«ВЗЯТИЕ СНЕЖНОГО ГОРОДКА»
И «ПОКОРЕНИЕ СИБИРИ»
НАХОДЯСЬ в процессе работы над «Боярыней Морозовой», Суриков уже замышлял ряд других произведений. Суриков мог выбирать тему, отстранять ее из множества других. Параллельная духовная работа, а часто и технологическая, не смешиваясь, не сбивали с толку одна другую.
«Утро стрелецкой казни», «Меншиков в Березове», «Боярыня Морозова» жили одновременно в душе художника. В том же логическом цикле находился замысел «Стеньки Разина». В разгар работы над «Боярыней Морозовой» Суриков уже делает набросок будущей композиции, посвященной народному герою.
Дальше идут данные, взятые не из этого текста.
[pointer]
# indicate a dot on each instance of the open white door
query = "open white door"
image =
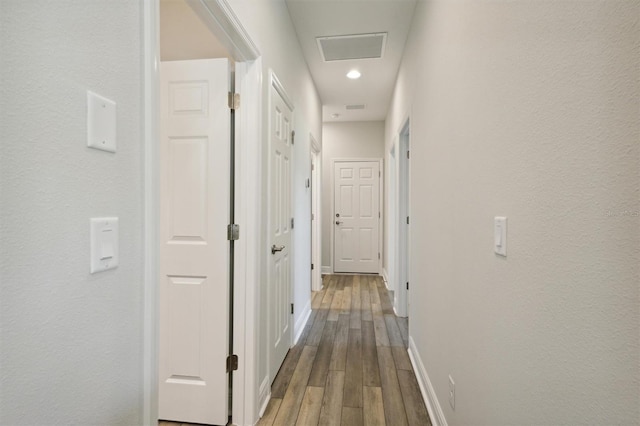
(356, 216)
(194, 251)
(280, 213)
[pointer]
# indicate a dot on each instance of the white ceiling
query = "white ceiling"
(321, 18)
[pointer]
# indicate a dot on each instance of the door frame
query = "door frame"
(380, 202)
(275, 84)
(222, 21)
(403, 210)
(316, 211)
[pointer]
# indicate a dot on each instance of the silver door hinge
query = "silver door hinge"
(234, 101)
(232, 363)
(233, 232)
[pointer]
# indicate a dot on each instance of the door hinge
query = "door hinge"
(233, 232)
(234, 101)
(232, 363)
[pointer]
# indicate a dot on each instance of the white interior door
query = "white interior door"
(194, 251)
(280, 213)
(356, 216)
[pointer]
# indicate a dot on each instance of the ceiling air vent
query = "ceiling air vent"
(357, 46)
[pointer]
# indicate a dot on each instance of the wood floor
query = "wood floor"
(351, 366)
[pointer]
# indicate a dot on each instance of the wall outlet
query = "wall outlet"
(452, 393)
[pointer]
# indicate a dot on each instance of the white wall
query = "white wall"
(270, 27)
(528, 110)
(361, 139)
(71, 343)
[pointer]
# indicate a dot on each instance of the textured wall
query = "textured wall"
(528, 110)
(71, 342)
(362, 139)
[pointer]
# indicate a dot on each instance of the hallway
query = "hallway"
(350, 366)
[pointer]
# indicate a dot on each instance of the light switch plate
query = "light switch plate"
(104, 244)
(101, 122)
(500, 235)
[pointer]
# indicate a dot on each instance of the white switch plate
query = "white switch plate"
(104, 244)
(500, 235)
(101, 122)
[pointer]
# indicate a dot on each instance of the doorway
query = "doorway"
(224, 26)
(404, 221)
(357, 216)
(316, 220)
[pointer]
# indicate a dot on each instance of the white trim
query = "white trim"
(426, 388)
(302, 322)
(380, 204)
(225, 25)
(265, 396)
(248, 247)
(151, 58)
(385, 277)
(316, 211)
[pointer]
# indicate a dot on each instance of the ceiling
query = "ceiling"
(322, 18)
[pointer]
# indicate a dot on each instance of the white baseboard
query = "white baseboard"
(298, 328)
(426, 388)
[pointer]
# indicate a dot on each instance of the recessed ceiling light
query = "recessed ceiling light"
(354, 74)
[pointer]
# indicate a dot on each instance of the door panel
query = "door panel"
(279, 294)
(194, 251)
(357, 186)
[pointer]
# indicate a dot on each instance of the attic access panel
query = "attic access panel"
(356, 46)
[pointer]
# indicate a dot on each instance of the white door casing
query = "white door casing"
(356, 218)
(194, 251)
(280, 221)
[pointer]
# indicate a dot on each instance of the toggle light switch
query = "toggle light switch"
(104, 244)
(500, 235)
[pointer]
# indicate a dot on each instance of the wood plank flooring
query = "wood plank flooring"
(350, 366)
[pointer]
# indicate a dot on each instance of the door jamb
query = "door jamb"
(316, 234)
(403, 208)
(221, 19)
(380, 205)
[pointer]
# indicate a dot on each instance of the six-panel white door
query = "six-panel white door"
(280, 213)
(356, 216)
(194, 251)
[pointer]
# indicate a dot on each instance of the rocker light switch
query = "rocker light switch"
(101, 123)
(104, 244)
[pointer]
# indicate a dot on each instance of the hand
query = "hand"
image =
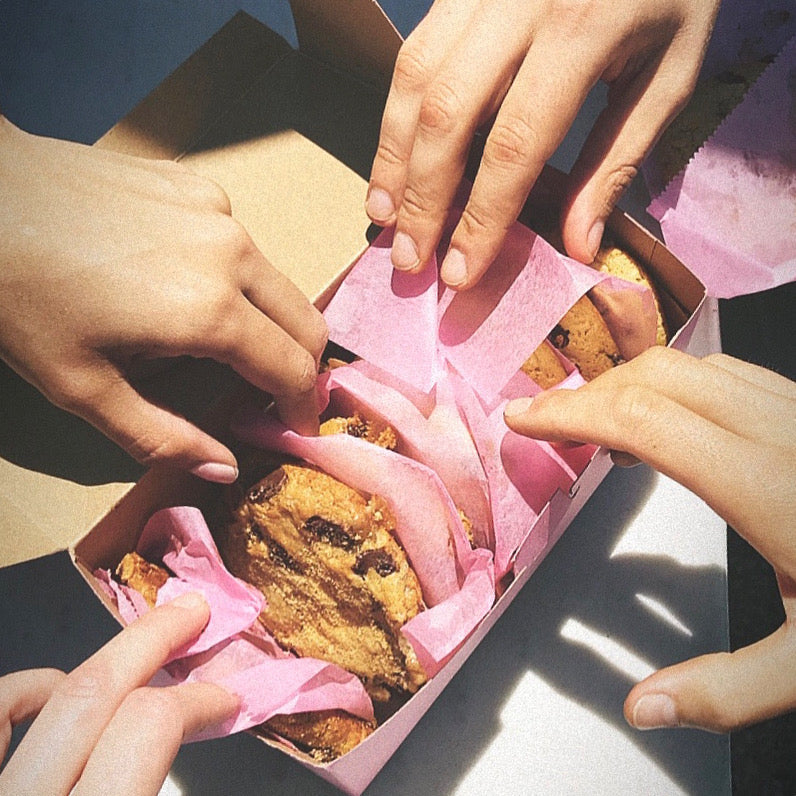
(101, 724)
(530, 65)
(725, 429)
(109, 259)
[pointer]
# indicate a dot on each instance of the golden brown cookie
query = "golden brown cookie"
(617, 262)
(323, 734)
(143, 576)
(584, 339)
(337, 584)
(544, 367)
(357, 426)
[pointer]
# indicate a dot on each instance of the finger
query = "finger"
(22, 696)
(271, 292)
(716, 394)
(269, 358)
(638, 110)
(417, 62)
(754, 374)
(459, 97)
(622, 459)
(706, 458)
(139, 744)
(150, 433)
(529, 126)
(720, 692)
(72, 721)
(723, 396)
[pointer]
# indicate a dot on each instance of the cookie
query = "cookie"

Не случись рокового события, назревавшего давно в семейной жизни художника, события, резко и больно — нарушившего закономерное развитие дарования — мастера, всего вероятнее, через два-три года появился бы «Стенька Разин», а не 20 лет спустя, как случилось.
Почти наверно можно сказать, что подъем духа, вызванный в Сурикове после «Боярыни Морозовой», встретившей высокое общественное признание, послужил бы плодотворным разбегом к еще сильнейшим удачам в дальнейшем, к осуществлению «Стеньки Разина» более ярко и убедительно, чем это произошло на самом деле.
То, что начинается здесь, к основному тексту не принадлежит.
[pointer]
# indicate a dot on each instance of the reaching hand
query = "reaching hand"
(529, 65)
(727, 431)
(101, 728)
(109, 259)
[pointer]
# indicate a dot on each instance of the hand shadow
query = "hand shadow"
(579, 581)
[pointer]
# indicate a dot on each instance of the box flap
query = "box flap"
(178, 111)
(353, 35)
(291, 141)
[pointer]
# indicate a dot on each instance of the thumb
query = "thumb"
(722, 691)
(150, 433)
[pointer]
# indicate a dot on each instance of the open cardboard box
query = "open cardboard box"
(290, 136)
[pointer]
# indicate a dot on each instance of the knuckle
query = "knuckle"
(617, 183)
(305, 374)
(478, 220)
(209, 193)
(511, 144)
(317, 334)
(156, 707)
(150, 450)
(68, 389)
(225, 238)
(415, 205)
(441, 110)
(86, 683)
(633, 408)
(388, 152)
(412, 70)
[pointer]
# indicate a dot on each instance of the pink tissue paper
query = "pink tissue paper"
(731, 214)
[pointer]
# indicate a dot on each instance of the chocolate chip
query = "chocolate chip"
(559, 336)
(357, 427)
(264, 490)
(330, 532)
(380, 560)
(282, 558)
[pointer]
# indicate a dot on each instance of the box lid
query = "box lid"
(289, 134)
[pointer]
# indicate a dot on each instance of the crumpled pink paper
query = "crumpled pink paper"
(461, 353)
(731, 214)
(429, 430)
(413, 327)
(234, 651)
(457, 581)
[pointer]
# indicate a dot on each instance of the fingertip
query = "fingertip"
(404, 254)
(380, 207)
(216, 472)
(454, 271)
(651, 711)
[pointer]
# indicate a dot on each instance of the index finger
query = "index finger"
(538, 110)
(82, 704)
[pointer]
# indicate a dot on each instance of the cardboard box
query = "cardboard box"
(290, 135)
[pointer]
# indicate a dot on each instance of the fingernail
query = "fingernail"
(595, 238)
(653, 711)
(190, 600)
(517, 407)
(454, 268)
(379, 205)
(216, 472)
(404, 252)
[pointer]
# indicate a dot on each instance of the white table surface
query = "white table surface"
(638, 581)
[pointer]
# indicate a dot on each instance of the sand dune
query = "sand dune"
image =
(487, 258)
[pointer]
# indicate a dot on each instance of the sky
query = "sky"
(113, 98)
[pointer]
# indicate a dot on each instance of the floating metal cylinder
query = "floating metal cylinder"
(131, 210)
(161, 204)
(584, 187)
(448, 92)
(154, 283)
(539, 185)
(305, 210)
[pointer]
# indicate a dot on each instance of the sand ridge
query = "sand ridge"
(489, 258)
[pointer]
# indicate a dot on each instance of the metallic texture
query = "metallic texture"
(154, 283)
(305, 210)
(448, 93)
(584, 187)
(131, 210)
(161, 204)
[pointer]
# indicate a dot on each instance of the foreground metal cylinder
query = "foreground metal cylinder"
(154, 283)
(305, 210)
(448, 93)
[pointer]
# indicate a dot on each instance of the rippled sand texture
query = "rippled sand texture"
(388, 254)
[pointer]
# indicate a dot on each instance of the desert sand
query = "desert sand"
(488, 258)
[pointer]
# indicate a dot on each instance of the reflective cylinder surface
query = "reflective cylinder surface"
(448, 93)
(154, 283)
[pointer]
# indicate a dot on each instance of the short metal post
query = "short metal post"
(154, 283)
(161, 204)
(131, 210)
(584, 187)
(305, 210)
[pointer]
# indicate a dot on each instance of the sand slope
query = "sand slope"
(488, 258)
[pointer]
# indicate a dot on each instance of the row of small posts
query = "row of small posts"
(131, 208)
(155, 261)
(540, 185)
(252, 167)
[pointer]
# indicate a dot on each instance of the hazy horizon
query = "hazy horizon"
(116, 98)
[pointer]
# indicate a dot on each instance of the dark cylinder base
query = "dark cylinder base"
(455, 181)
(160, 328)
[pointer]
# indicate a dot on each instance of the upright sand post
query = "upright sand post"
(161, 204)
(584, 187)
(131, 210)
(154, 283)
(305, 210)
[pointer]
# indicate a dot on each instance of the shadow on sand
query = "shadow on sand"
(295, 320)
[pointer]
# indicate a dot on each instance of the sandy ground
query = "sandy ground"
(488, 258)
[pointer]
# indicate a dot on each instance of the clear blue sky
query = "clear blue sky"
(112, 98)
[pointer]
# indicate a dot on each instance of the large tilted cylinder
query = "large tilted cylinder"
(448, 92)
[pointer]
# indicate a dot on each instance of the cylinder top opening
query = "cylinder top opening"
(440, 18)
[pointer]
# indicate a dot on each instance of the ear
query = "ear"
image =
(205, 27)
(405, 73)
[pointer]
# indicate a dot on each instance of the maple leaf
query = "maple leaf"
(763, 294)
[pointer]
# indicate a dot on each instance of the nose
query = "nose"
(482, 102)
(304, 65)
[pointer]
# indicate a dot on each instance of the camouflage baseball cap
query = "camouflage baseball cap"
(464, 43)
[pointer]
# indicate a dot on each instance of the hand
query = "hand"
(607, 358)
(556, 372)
Промежуток от времени окончания «Боярыни Морозовой» до появления «Стеньки Разина», хотя он и отмечен созданием «Покорения Сибири», все же полон душевных метаний, печали, боли от незажи-ваемого удара, Суриков выбит из правильной и счастливой жизненной колеи, чувствуется в нем надрыв, утраченное мудрое спокойствие. Страстная неукротимая натура пережила подлинное душевное потрясение. Рана была особенно чувствительна при тех безоблачных перспективах, которые открывались перед художником после достигнутых успехов.
Жена Василия Ивановича, Елизавета Августовна, давно болела. В год окончания «Боярыни Морозовой» она слегла и 8-го апреля 1888 года скончалась. Глубокая любовь связывала художника с женой, и потеря самого близкого человека произвела огромное впечатление на Сурикова.
В необузданном порыве, в каком-то бессильном протесте против слепого случая, разрушившего, ему казалось, навсегда его налаженную и счастливую жизнь, в ярости и ненависти к Москве, ко всему, напоминавшему о невозвратном прошлом, Суриков сжег обстановку своей квартиры, книги, мебель, разные вещи, уничтожил ряд этюдов, взял детей и кинулся на родину, в Красноярск, в свой старый отцовский дом, к матери.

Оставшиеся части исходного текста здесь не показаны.